Distributor Midwich was founded in 1979 with the primary aim of selling products in the education sector. This remained its aim for seven years until it was purchased by Thame Systems in 1986 and became part of the MEMEC Group. Changes were to follow, and by the early '90s the firm diversified its product range and began to sell items such as colour laser printers.
Another acquisition was to follow in 1992, when the whole Group was bought by Veba AG's Raab Karcher division. More extensive product diversification was to follow – by 1995 the firm became the first to sell Casio digital cameras that included LCD screens, and a year later it entered the AV market, stocking a range of Sanyo projectors. By the end of the decade its range included plasma screens from the likes of Pioneer and Fujitsu.
Yet another buyout came in 2000, when Raab Karcher was sold to Arrow, AVNET and Schroder, though before this Midwich completed its MBO. The early years of the new millennium saw further product ranges join the firm's books, including largescale LCD screens.
A new management team was put in place in 2004, after which the company began to assume the shape that most will recognise today. It's a turbulent past, but one which has put the firm in good stead: "Midwich used to be an IT distributor with a strong AV division, which had grown dramatically since 1996," divisional director Darren Lewitt tells PC Retail.
"In 2004 it was about a 75/25 per cent split, but now in 2008, 81 per cent of our business is AV, or imaging based products. Midwich is the only IT distributor that has ever made the switch to become an AV distributor.
"Midwich is now easily the largest AV distributor in the UK and the largest single country AV distributor in the whole of Europe. Midwich's market share of large displays is now over 80 per cent and our projector share has risen from 11 per cent to 45 per cent in just three years – more than twice that of our nearest competitor. We now have a £40m consumer TV and audio business too."
These claims are backed up by market research firm DTC, which claimed in May this year that: "For the 11th quarter in a row, Midwich was the largest projector selling distributor in the UK, growing quarter on quarter by over nine per cent. Midwich is the UK's largest large format business plasma and LCD distributor with over 80 per cent market share in the last 12 months."
Midwich's current product portfolio includes audio visual in both commercial and consumer sectors, projectors, large format displays, specialist display solutions such as 3D, weatherproof, interactive and displays over 100 inches in size. Other products under the Midwich umbrella include audio solutions, consumer TV products, imaging, cameras, digital camcorders, scanners and printers. As Lewitt points out, there is not one particular area that serves as the company's primary focus.
2008 has so far proved a busy year for Midwich, with several new projects and divisions successfully launching. Included in this is its Which Lamps business, headed by Thomas Sumner, which has already grown an impressive 400 per cent. Also successful is the new HiTechnology business division, headed by Lee Hooker, along with the CEDIA-centric Invision express arm of the company.
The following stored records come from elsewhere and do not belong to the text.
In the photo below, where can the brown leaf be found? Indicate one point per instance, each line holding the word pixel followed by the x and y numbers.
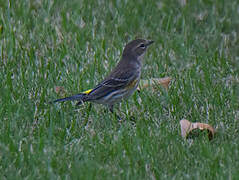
pixel 187 127
pixel 60 90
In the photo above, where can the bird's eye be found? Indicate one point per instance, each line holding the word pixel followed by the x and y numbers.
pixel 142 45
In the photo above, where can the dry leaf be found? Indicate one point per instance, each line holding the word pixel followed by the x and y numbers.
pixel 154 82
pixel 187 127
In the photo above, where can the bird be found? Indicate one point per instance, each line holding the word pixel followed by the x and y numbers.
pixel 121 82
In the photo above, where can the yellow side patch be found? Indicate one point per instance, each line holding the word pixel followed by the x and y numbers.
pixel 132 84
pixel 87 91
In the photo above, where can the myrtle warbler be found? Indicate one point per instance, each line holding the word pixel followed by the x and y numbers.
pixel 121 82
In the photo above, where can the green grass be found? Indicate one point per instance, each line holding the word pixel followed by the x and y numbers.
pixel 74 44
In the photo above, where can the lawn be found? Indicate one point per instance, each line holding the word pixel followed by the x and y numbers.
pixel 74 44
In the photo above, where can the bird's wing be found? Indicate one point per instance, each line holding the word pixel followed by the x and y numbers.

For a company that has changed so much in such a short space of time, you would undoubtedly expect similar moves in the future – but Lewitt is remaining tight-lipped: "We have so many new things lined up for next year. We cannot tell you at present for obvious reasons, as we don't want our competition copying us or trying to beat us to the punch.
"There are a lot of new technologies, more business divisions and if the right opportunity came along then we certainly would not rule out any more acquisitions, of course. The important thing is that we secure the best future for our business partners and ourselves. Vendors will always need their full range of products sold, which is why the major vendors all continue to get the best returns from their specialist partners.
"Focusing on what we do best has always been our number one goal."